Il 7 dicembre, tra gli Ambrogini d’Oro consegnati dal Comune di Milano, ci sarà anche lei: Carmen De Min, scomparsa lo scorso 6 febbraio, una delle Mamme Antifasciste che abbiamo sempre chiamato “Mamme del Leoncavallo”. Chi l’ha conosciuta, anche tra noi della Casa delle Donne, ricorda che diceva sempre: “Attente, i fascisti non se ne sono andati, possono ritornare…”.
Era nata in Veneto nel 1934 da una famiglia antifascista e la violenza delle SS e delle camicie nere l’aveva vissuta sulla pelle.
“Più di una volta fummo prelevati dai fascisti dentro casa e poi costretti ad andare contro un muro con i mitra puntati addosso. Rivolgevamo loro la schiena e sentivamo caricare le armi… Volevano sapere dove erano nascosti i partigiani. Fingevano di ucciderci come in un plotone di esecuzione. Al muro mia madre, mio padre, i miei fratelli più piccoli e io. Per forza sono cresciuta antifascista convinta!” ricorda nella bella autobiografia pubblicata dall’Enciclopedia delle Donne.
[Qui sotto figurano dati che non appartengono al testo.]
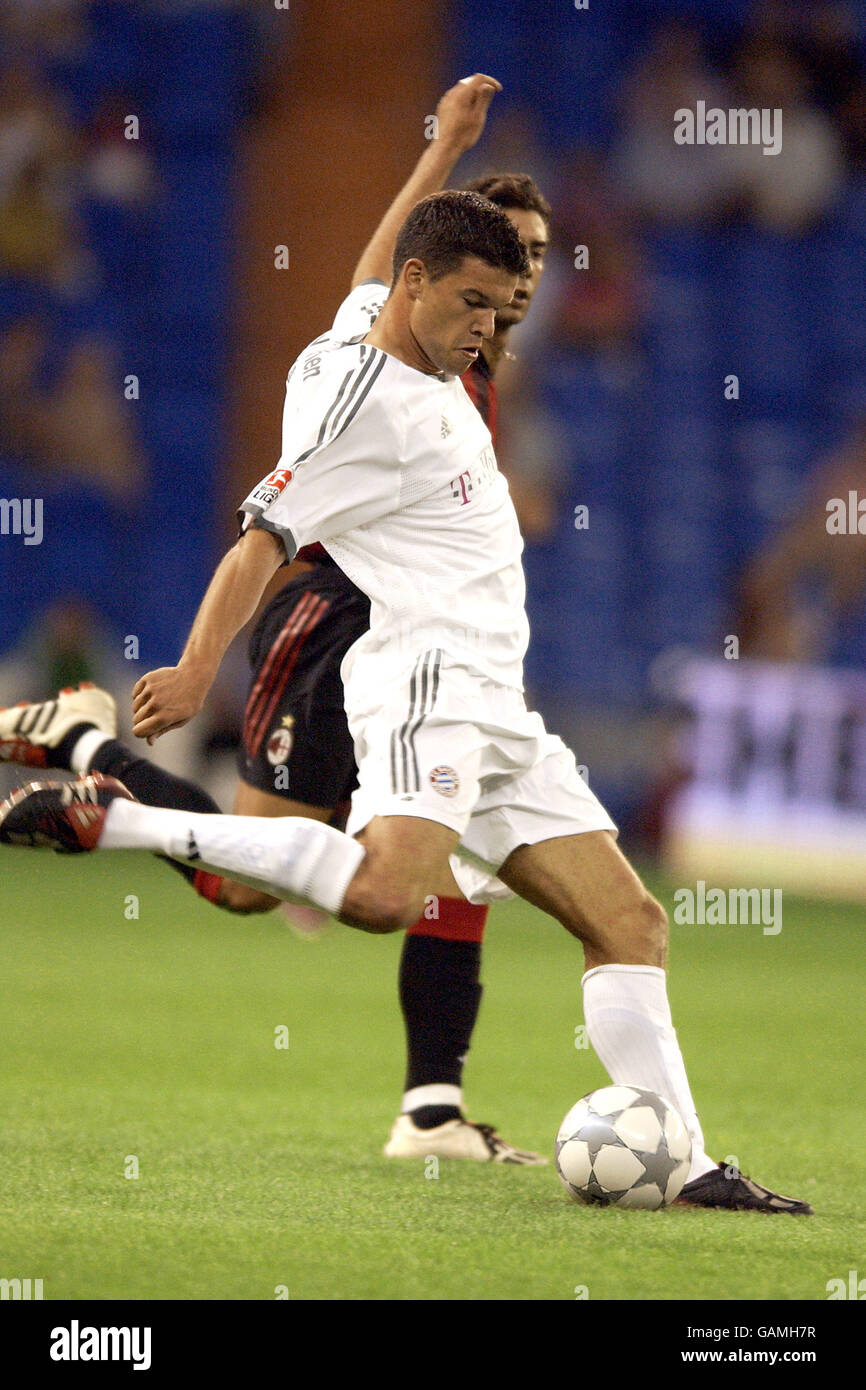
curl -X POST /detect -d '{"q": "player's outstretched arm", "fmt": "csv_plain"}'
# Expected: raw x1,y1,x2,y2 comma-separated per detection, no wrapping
352,72,502,289
132,527,285,744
Era arrivata a Milano negli anni Sessanta, abitava in via Guerrini, zona Lambrate. Le sue due figlie, Ornella e Manuela, due ragazze di 19 e 18 anni, avevano iniziato a frequentare il centro sociale Leoncavallo nel 1976. Lì erano diventate amiche di Fausto e Iaio. Si trovavano spesso la sera a casa di Carmen, a suonare la chitarra o a preparare manifestazioni. C’erano anche la mamma di Fausto e la sorella di Iaio.
Ancora le parole di Carmen: “Era il 18 marzo 1978, un sabato, due giorni dopo il rapimento di Moro. Non mi dimenticherò mai quello che ho sentito al telegiornale: ‘Sono stati uccisi due ragazzi al Casoretto per un regolamento di conti tra drogati’. Mi pareva strano. Solo la mattina ho saputo con sgomento che erano proprio Fausto e Iaio i compagni assassinati! Non è vero! Non è vero! non potevo crederci, non era possibile… Ho pianto poco, perché una rabbia micidiale mi soffocava: loro semmai stavano lavorando a un libro bianco contro gli spacciatori!”.
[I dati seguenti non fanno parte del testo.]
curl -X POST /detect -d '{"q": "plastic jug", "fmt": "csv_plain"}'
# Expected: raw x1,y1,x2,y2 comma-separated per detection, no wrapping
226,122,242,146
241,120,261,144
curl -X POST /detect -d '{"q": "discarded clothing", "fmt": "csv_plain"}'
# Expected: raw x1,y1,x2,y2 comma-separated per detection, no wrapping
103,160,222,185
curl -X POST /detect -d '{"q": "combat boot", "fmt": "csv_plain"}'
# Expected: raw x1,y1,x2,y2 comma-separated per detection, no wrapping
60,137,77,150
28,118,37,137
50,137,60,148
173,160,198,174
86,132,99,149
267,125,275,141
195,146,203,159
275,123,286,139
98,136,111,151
Non si dava pace, doveva fare qualcosa. “Le mie figlie mi hanno dato le loro agendine, mi sono messa a telefonare a tutti chiedendo, non del ragazzo e della ragazza, ma delle loro madri… Volevo parlare con la mamma. E parlavo, parlavo, dicevo che i giornali e la televisione raccontavano bugie. ‘Guardate che qui è un’altra storia, c’è sotto qualcosa di brutto… Come hanno ucciso quei due ragazzi potrebbero domani farlo ai nostri figli…’. La gran parte delle mamme che mi rispondevano si mettevano a piangere. (…) Alcune hanno proposto di andare tutte insieme ai funerali con uno striscione, altre di organizzare una riunione tra noi mamme… Poi sono andata a ordinare una corona con la firma: ‘Le Mamme del Leoncavallo’ e l’ho fatta portare all’obitorio, dove noi mamme avevamo l’appuntamento.”
Da quel giorno, le Mamme hanno iniziato a riunirsi. C’erano, oltre a Danila, mamma di Fausto, e a Iaia, sorella di Iaio, le mamme di Varalli, di Franceschi, di Brasili e molte altre.
“Per vent’anni siamo andate al Tribunale, con o senza appuntamento, per incontrare o protestare con i giudici che cambiavano in continuazione. Una volta eravamo in cento, una volta in quindici, un’altra volta in sei. Per vent’anni… Io mi sono contata persino tutti i gradini che ci volevano per arrivare all’ufficio dei giudici… 940 scalini… 940 scalini per conoscere la verità: chi li ha uccisi e perché. Solo questo. Poi invece purtroppo c’è stata l’archiviazione. Nelle motivazioni c’era scritto: ‘archiviazione nonostante ci siano i nomi di personaggi fortemente indiziati appartenenti alla banda della Magliana di Roma e ai Nuclei Armati Rivoluzionari’, gruppo famigerato responsabile di tante stragi di quegli anni, compresa la stazione di Bologna”.
Carmen conclude così la sua lunga biografia, che è anche un omaggio a molte altre donne e madri di cui racconta la storia: “Le madri generano e non possono accettare che i sogni dei loro figli siano spezzati da contratti non rinnovati, da spazi negati, dall’impossibilità di amarsi e generare. Le madri vogliono poter generare e rigenerare vite, sogni e memoria come hanno fatto le madri argentine e le madri di ogni paese violentato dalla guerra.
Partendo dal sangue dei figli, un gruppo di donne si è messo in cammino.
Le Mamme Antifasciste hanno imparato dai giovani, dai loro figli, loro le hanno aiutate a crescere. Oggi, queste donne non smettono di trasmettere forza e memoria alle nuove generazioni”.